The shock of the mob assault on the Capitol and, indeed, on the democratic process, will take a long time to resolve, but it will not be forgotten. Mr Trump has been impeached, again – the second time in just over a year – and he faces a trial before the Senate from as early as January 20.
The trial process will undoubtedly rile many of Mr Trump’s ardent supporters and perhaps stir further unrest and division. But accountability is necessary, especially for a lame-duck president who incited a violent insurrection.
To be sure, the bilateral relationship with Australia will not be an immediate priority for the Biden Administration. It remains strong, as it has for many decades, and it will endure despite presidents who come and go – even one described by academics as the worst ever.
China, though, and its aggressive ambition in the greater Indo-Pacific region, will need particular focus.
As Anthony Galloway writes in The Sun-Herald today, key members of Biden’s administration team are firmly of the view that China is now, in foreign policy terms, competing with the US for regional influence, and America needs to get off the couch and get “invested” in its alliances.
Former foreign minister Julie Bishop underscores that Mr Biden is a known quantity, having served two terms as vice-president under Barack Obama and having been a senator for an unbroken 36 years from 1973 to 2009.
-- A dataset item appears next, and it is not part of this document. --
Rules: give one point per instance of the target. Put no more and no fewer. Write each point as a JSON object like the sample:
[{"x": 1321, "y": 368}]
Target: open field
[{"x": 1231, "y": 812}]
As Galloway writes, Australian government officials who deal with the US on trade, diplomacy and other issues already have a solid grasp of what the experienced Mr Biden is about.
He is considered an internationalist, an adherent to organisations that improve international co-operation. How deftly the new Biden Administration manages its suite of alliances in the western Pacific and greater Asia these next few years could well determine the region’s political, economic and defence direction for generations to come.
So it is in Australia’s interests to act swiftly and be ready to engage meaningfully with the Biden Administration from day one. And after four years in which Australia has sometimes been accused of cosying up to Trump, it is also an opportunity to reset the way the world sees our relationship with America.